La vie sous terre

En creusant et en forant constamment, le sol et les nutriments sont réempilés, ce que l’on appelle la bioturbation. Darwin a un jour calculé le rendement des foreuses incessantes : sur une superficie de 6 hectares, les vers de terre transportent 25 000 kg de terre de bas en haut chaque année.

Dans le monde entier, les bénéfices de la bioturbation des vers de terre sont estimés à 250 milliards d’euros.


Le facteur décisif est ce qui ressort au fond

ver de terre rouge foncé avec “ceinture” clairement visible

Le fait que les vers de terre jouent un rôle décisif dans la fertilité des sols était déjà connu dans l’Antiquité. Cléopâtre aurait interdit la sortie des vers de terre du pays. La base de l’immense importance écologique des vers de terre est leur mode de vie.

Ils se frayent littéralement un chemin à travers le sol à la recherche de nourriture pour les plantes. Selon la litière, le sol minéral ou les habitants des profondeurs, les feuilles mortes et le compost, les matières organiques pourries ou les matières végétales riches en azote et en tanin sont en tête de liste.

En même temps que les restes de la plante, le ver de terre absorbe les particules indigestes du sol comme le sable ou l’argile.
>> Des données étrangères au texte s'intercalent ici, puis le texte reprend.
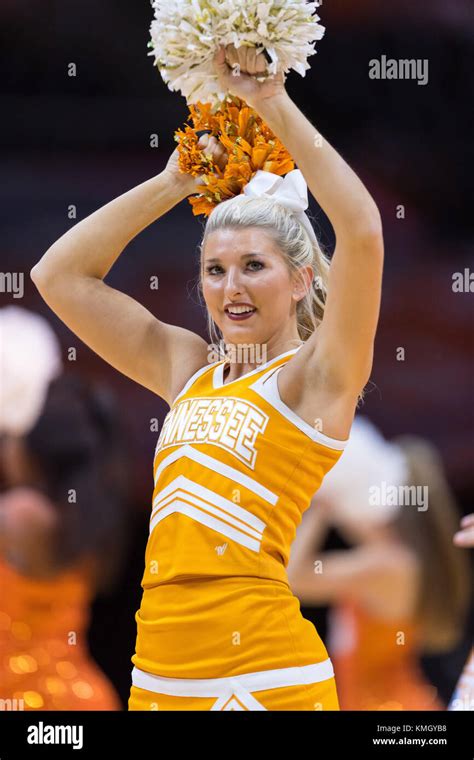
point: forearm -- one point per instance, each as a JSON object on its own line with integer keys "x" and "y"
{"x": 92, "y": 246}
{"x": 340, "y": 193}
En écrasant mécaniquement la nourriture dans l’intestin du ver, ceux-ci assurent une meilleure digestion de la matière végétale dure.

Néanmoins, une partie de la nourriture passe à travers le ver sans être digérée. Un mélange très concentré de particules inorganiques du sol et de substances organiques non digérées (complexes argilo-humiques) est excrété.

Pour les plantes, les complexes argilo-humiques forment un cocktail facilement accessible de nutriments importants. Les vers de terre déposent généralement leurs boules d’excréments sur la surface de la terre, qui sont finement réparties dans l’environnement lors de la prochaine averse.

Cependant, les excréments des vers de terre peuvent également façonner les paysages. En Amérique du Sud, les vers de terre forment un paysage (“surales”) de plusieurs kilomètres carrés dans la savane humide, qui est entrecoupée de monticules de fientes de vers de terre pouvant atteindre 5 mètres de large.